Abdellah Taïa (born in 1973) is the author of six novels, including Salvation Army and An Arab Melancholia, both published by Semiotext(e), and Infidels. His novel Le jour du roi, about the death of Morocco's King Hassan II, won the 2010 Prix de Flore. He also directed and wrote the screenplay for the 2013 film adaptation of Salvation Army.

Reviews

Taia writes from within a distinctly different Arab culture in this passionate novel about two worlds intersecting.

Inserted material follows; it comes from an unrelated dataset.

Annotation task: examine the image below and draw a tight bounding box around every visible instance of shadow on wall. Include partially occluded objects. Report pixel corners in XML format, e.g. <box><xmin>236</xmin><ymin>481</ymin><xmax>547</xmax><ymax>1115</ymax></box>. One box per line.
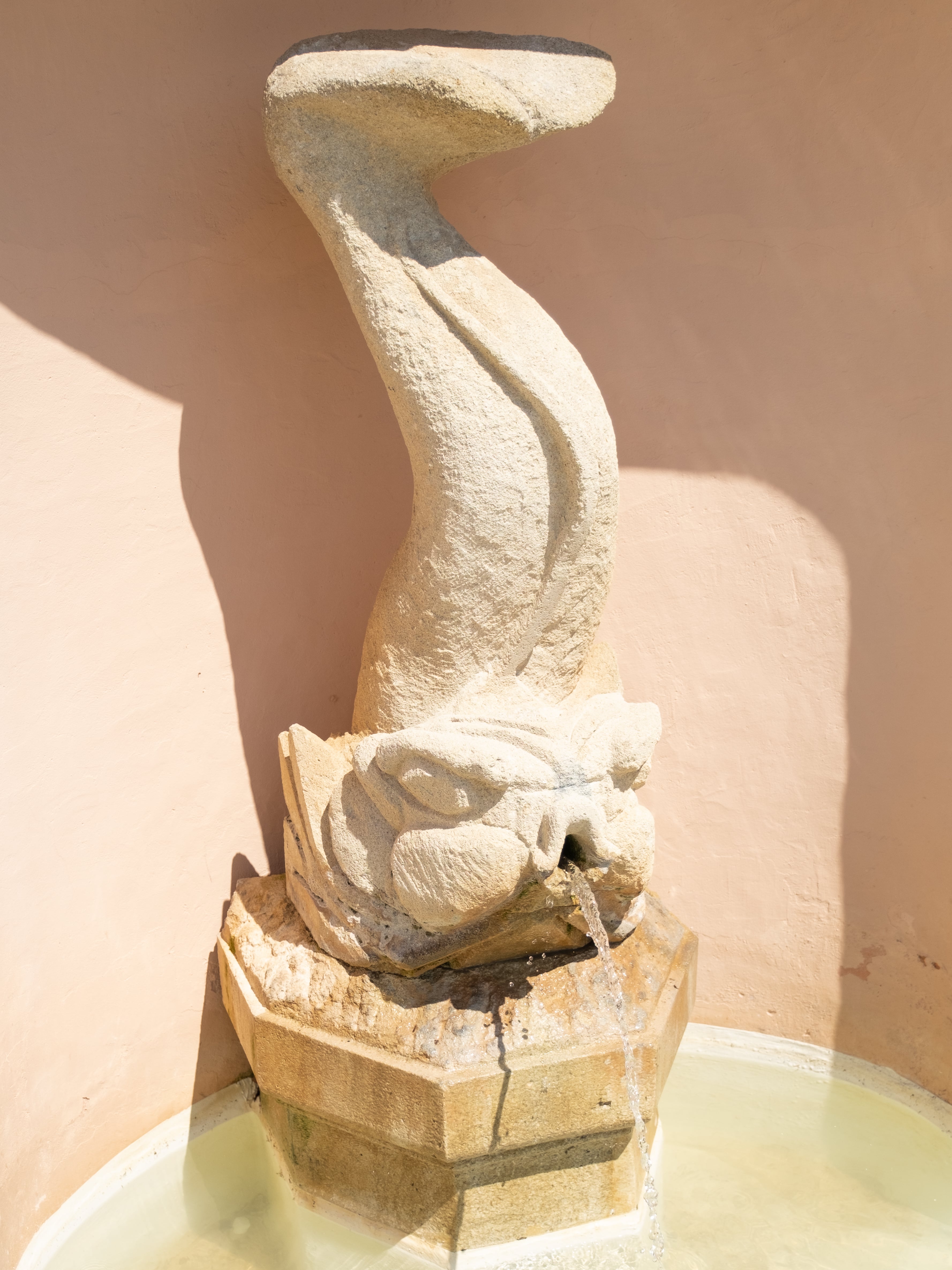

--Pridesource: Between the Lines

There is light and space in his prose. And despair. At times, he uses the ellipsis suggestively...bringing out the apertures within and between words and thoughts, eliciting the unbridgeable gap between individuals. That is where desire seems to lie, and where belonging-and melancholia-is to be found in his writing.

--Bookforum

Melancholia offers a view into the life of a man still very much in the making, a man still searching for love and answers. At one point, he wonders, 'How are you supposed to go on living when you're totally entangled in the sad, bitter, exciting memory of someone who didn't love you back?' It is a question that cuts across gender, sexual orientation, culture, and time-and stumps anyone unfortunate enough to find himself in its path.

--Words Without Borders

This is honest writing from a marginalized position. It leaves with its readers an insistence that through everything there is always something else that follows. It's neither a hesitant optimism nor a beaten-down acceptance.... It's something else, something more human. The weight of the world cannot be taken on as the Sisyphean boulder, but rather we have to just forget about the world and make sure we're moving forward.

--HTML Giant

This slim autobiographical novel by an openly gay man who lives between cultures in Egypt and France is the kind of wry, reflective narrative prose that feels like poetry. Beautiful.